Elle est composée de deux parties, une que l’on peut qualifier de théorique et l’autre de mise en pratique. Et nous allons voir qu’en réalité, la première partie n’est pas de la simple théorie, c’est une annonce de la bonne nouvelle : du fait que tu es toujours aimé par Dieu.

 

Dans le sens des versets, Dieu dit :

 

"Par la clarté du jour, et par la nuit qui vient après elle” (V.1 et 2)

On peut l'interpréter de cette façon : par le changement d’état qu’il soit extérieur (jour, nuit) ou intérieur (oscillation entre ce que l’on appelle dans le jargon spirituel la dilatation (bast) ou ouverture, et la restriction (qabd) ou constriction).
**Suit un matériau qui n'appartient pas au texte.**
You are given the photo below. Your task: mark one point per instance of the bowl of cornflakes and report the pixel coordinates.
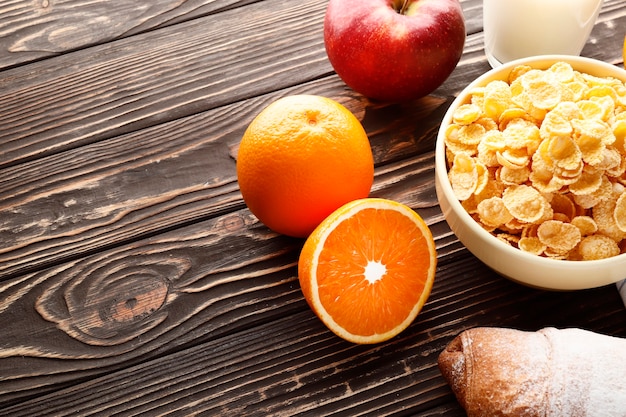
(530, 169)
Ou en d’autres termes, alternance entre joie et choix. La joie, c’est l’abondance. Le choix, c’est la restriction. Il s’agit là d’un mouvement de contraction du cœur, un exercice de flexion-extension, entre clarté et obscurité, entre joie et choix.

Ainsi, voilà Ô Mohammed (et par extension, voici Ô Être humain) ce qu’est ta vie et ce que sont tes états intérieurs. Ta vie émotionnelle n’est pas quelque chose de banal. Cette vie émotionnelle n’est pas là pour te faire souffrir, elle est là pour te permettre de t'ouvrir à travers ces états. Tu vis des “moments-mamans”, des moments de joie qui te font faire naître en toi-même. Et aussi des “moments-pères”, des “moments-repères” qui sont des moments de choix.

Et c’est à travers ces deux états à priori contradictoires que tu vas apprendre ce qu’est l’expérience d’amour dans laquelle la joie de la rencontre s’accompagne toujours de la peine de la séparation. Tu dois développer ton émotionnel à travers le fait de bien vivre ce phénomène de contraction, de variation, d’alternance.

 

"C’est à travers ces deux états à priori contradictoires que tu vas apprendre ce qu’est l’expérience d’amour dans laquelle la joie de la rencontre s’accompagne toujours de la peine de la séparation."

 

“Ton “Seigneur” ne t’a pas abandonné, ni rejeté” (V.3)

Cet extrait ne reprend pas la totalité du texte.